Flat-rate vehicle tax best
for consumers, taxpayers


Your Dec. 18 editorial, "Council put city at risk by bungling police funding," is a peevish obloquy that degrades. Please be more careful in your headline word choice when such serious matters are at hand.

Quite the opposite of bungling was the case. The City Council's actions should have been lauded. The members voted to defer the weight tax increase out of consideration for concerns raised by citizens, including auto dealers who have endured unnecessary legal hassles because of the complex weight tax computation system that is found only in Hawaii. Dealers suggested that the Council defer the tax and use the opportunity to convert the complex county weight tax into a simple flat tax similar to other auto registration systems around the nation.
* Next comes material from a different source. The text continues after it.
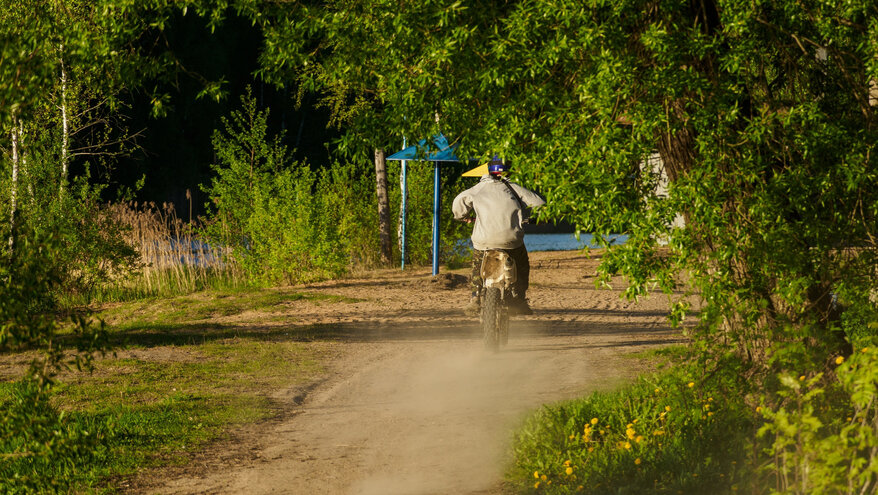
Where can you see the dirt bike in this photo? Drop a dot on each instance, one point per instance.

Extensive research on other states was presented by the auto dealers, and the Council wisely paused to consider the concerns expressed on behalf of thousands of motorists in their Council districts who unnecessarily must experience delays in auto registrations because of an antiquated taxing method of multiplying a hundredths-of-a-penny tax rate times a vehicle's exact weight in pounds, adding in the pound weight of liquids in the vehicle (curb weight is an additional 100 pounds for cars and 200 pounds for trucks) and first rounding shipping pounds to the nearest 10 pounds based on the city's rounding system. Complicating the calculations further, auto manufacturers frequently fail to send the city the exact vehicle base weights on a timely basis.

A flat vehicle weight tax would be easy to administer and far better for everyone in Hawaii.

Alabama, for example, provides that for each vehicle under 5,000 pounds, the flat fee is $80 for a motorist to register.

If a $60 flat fee were adopted in Hawaii when the Council reconsiders Bill 69, then $32,719,380 would be raised from the weight tax on Oahu's 545,323 vehicles compared to the $26,323,000 in City and County of Honolulu weight tax revenues during the fiscal year ended June 30, 2002. This would raise an additional $6.4 million -- enough revenue to cover the $5.8 million additional funding needed for the police officers' raises in their new contract.

The Council's Bill 69 proposes to raise the weight tax on passenger vehicles to 2 cents per pound. On an average 3,000-pound vehicle, the amount conveniently comes out to $60.

The Council was proved wise to defer the vehicle weight tax increase. We've now learned that increased property values and assessed valuations will lead to windfall increases in city tax revenues next year. Using the opportunity to switch now to a simpler $60 flat-fee vehicle weight tax will have made the Council's earlier decision to defer Bill 69 one of their wisest.


David H. Rolf is executive director of the Hawaii Automobile Dealers Association.